Money can be destroyed by bankruptcy and dept repudiation, but can value be destroyed? Value is a perception, after all, and cannot be compared across people. Nevertheless, it is possible to argue that value can be destroyed, and moreover, that value ordinarily decays over time, whether it be the value of a tangible good or of a service.
The perception of the value of an item represents the degree to which the item enables the owner to achieve some current or future goal. Consider first a service. The typical service enables the person served to satisfy some goal that existed at the time. The effect of such a service dissipates fast, as goals change. The value of having had one’s hair cut becomes less as the hair grows long again; the value of being given a programme for a play becomes less as the play progresses. Some services have longer value, of course. The value of being taught a skill may stay for a very long time. But for the most part, the value of a service declines toward zero with time since the service.

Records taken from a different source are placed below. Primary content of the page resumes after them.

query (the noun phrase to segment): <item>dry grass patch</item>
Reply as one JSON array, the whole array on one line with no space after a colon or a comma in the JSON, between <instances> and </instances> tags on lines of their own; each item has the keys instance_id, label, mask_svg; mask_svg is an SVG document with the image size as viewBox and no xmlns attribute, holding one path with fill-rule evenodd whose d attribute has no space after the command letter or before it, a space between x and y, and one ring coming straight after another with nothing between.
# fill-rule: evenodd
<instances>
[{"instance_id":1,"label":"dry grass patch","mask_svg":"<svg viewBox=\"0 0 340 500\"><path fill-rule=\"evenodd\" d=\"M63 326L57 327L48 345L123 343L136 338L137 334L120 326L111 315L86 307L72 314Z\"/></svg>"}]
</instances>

Consider a tangible good. When it was acquired, it served to bring some perception nearer its reference value at the time.That was its value to the acquirer. As tiome goes by, controlled perceptions change, and the reference values change for perceptions that remain controlled. While it is possible that the tangible good increases its effectiveness in controlling the owner's perceptions, it is more probable that it becomes less effective, and therefor of less value. The owner has "moved on". Moreover, the good itself is subject to decay and damage, which will decrease its value if not corrected (a perception of its quality being controlled by the owner). So, on average, the value of a tangible good, like that of a service, is likely to decline over time. Exceptions exist, of course. Part of the value of a good (or of a skill) is the possibility that it may be exchanged for money, so the more value the money-equivalent has to the possessor of the good or skill, the more valuable that good or skill. Antique goods, in particular, are more likely to increase in money-equivalent value than to diminish in money-equivalent value over time, and this increase may more than compensate for any decrease in other contributions to its value.
Since, with some notable exception, both services and goods are more likely to decline rather than to increase in value over time since their acquisition, it follows that if the overall value of an economy is to be sustained, compensating value must continually be created. It has been argued earlier that this compensating value derives from two sources: (1) the increase in value to each partner in a mutually agreeable trade, and (2) the work involved in creating structure from natural resources. Increases of the first kind have a natural limit, inasmuch as things and services tend to decline in value over time, so even as the fit of the goods and services to the needs of the people improves, the usefulness of the goods and services is declining. If this is true, then stability in an economy can derive only from the work that is put into enhancing the usefulness of natural resources, including the reworking of discarded goods, and the enhancement of skills.